MedSAM+UNet: Hybrid Medical Segmentation

Updated 14 September 2025

The paper demonstrates a hybrid architecture that fuses a frozen, prompt-driven transformer encoder with an adaptive U-Net encoder to leverage both domain-agnostic features and dataset-specific refinements.
It employs innovative techniques such as level set and curvature-based loss functions for anatomical regularization, ensuring smooth and accurate segmentation boundaries.
The model shows superior performance in low-data regimes with improved Dice scores and boundary consistency compared to traditional U-Net and other segmentation architectures.

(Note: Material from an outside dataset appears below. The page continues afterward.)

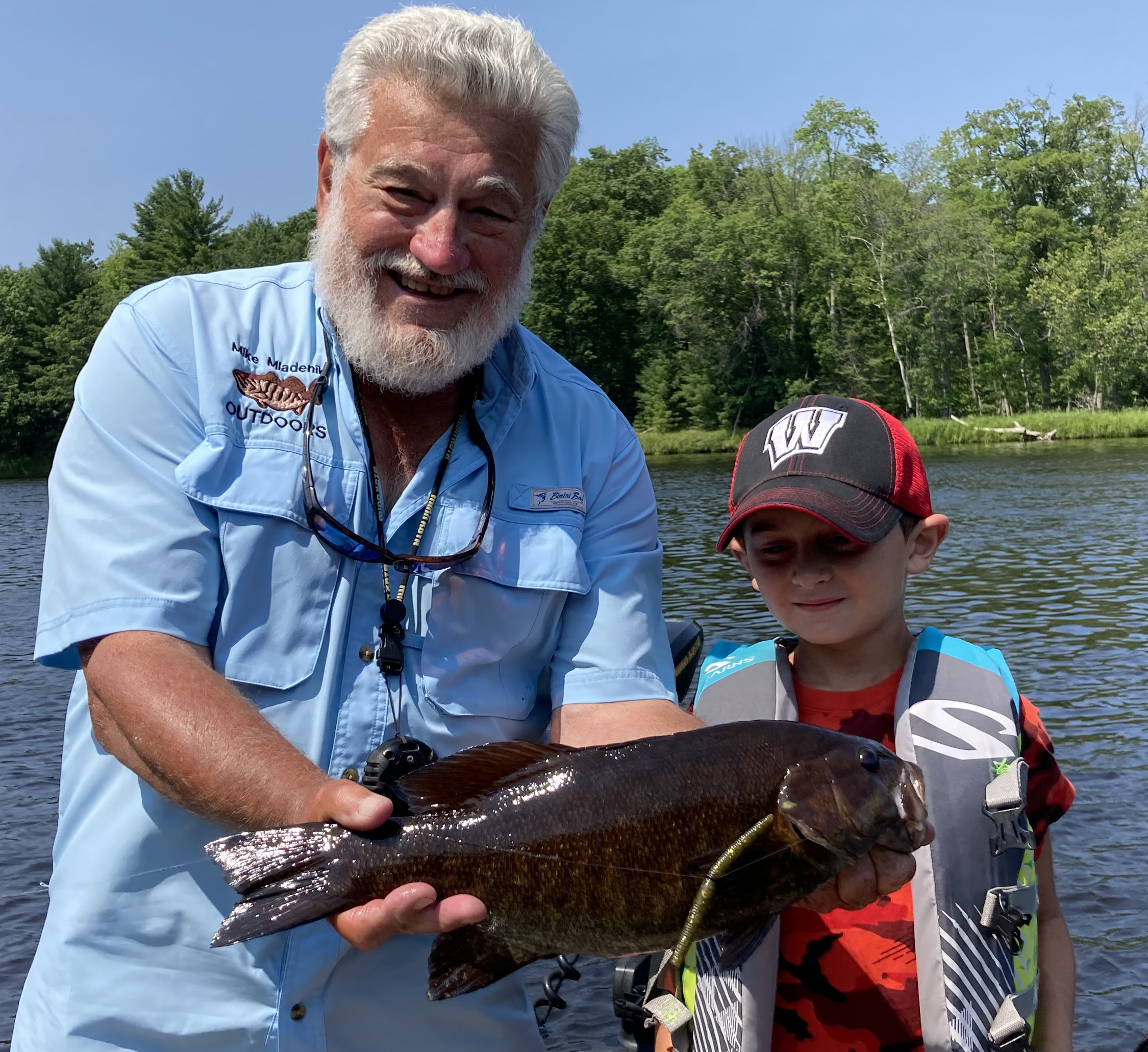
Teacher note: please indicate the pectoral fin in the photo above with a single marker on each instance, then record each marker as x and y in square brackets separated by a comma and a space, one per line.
[470, 959]
[479, 771]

MedSAM+UNet denotes hybrid models or frameworks that integrate adaptations of the Segment Anything Model (SAM) for medical imaging (“MedSAM”) with the U-Net segmentation architecture or employ SAM-derived representations within U-Net-like decoders. This paradigm aims to combine the zero-shot or generalist capabilities of SAM/MedSAM’s transformer encoders with U-Net’s proven local refinement, automatic configuration, and anatomical prior learning for medical image segmentation. The following sections detail technical principles, integration strategies, loss formulations, benchmarking, limitations, and future research directions based on recent literature.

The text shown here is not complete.